The best way for me to confirm this, since neither Mel nor any other voice performers received onscreen credit, was to contact my Aussie pal Keith Scott. Aside from being a talented comedian and voice artist himself, Keith is recognized as the expert on cartoon voices from the Golden Age of Hollywood. He checked his Blu-ray disc of The Jungle Book and e-mailed me his verdict all the way from Sydney: “Hidden under all that breathiness IS Mel Blanc as the snake Kaa, and I believe the other voice-over for the Cobra King was Martha Wentworth.”

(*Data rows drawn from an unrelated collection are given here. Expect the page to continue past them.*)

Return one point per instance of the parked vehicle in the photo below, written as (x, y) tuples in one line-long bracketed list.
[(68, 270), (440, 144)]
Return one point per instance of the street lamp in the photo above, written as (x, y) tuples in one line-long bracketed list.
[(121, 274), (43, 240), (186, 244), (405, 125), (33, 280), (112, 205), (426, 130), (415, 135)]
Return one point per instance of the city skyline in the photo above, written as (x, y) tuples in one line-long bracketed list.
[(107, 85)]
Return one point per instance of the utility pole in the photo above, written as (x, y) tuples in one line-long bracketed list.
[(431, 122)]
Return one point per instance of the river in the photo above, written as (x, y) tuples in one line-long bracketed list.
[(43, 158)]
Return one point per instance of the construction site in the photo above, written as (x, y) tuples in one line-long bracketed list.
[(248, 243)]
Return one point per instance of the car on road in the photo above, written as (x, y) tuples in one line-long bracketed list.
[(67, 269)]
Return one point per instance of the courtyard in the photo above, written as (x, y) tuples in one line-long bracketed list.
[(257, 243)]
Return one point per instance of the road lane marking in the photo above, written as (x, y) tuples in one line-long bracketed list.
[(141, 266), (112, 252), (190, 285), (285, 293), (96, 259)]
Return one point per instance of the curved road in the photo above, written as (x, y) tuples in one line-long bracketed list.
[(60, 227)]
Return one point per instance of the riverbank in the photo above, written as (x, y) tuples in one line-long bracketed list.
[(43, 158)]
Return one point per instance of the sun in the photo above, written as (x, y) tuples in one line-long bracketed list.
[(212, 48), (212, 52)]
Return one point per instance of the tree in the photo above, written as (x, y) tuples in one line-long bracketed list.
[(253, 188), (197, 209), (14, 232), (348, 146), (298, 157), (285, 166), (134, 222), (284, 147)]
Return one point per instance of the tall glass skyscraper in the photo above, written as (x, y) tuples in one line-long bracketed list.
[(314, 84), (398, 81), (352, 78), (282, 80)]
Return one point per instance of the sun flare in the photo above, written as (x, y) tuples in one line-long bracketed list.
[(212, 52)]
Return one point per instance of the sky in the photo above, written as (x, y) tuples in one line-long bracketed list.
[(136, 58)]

In April of 1941 Blanc signed an exclusive contract with Leon Schlesinger Productions, where he made his mark as Bugs Bunny, Daffy Duck, Porky Pig and other indelible characters. As a freelancer he worked at all the animation studios, including Columbia, MGM (you can hear him in Peace on Earth) . and Walter Lantz, for whom he originated the voice of Woody Woodpecker in 1940. His contract with Schlesinger didn’t cover live-action films (like Korda’s Jungle Book) or the field of radio, where Blanc was active, working with Jack Benny, Burns and Allen, and countless others. Nor did it prevent him from doing recordings or appearing on television, where he voiced the character of Barney Rubble on The Flintstones.
By the time Walt Disney made his animated version of The Jungle Book in 1967, he drew on an all-star cast including Phil Harris, George Sanders, Louis Prima, and as Kaa, the inimitable Sterling Holloway. But Mel Blanc was just a working stiff in 1942 and no doubt happy to be hired, even without proper credit.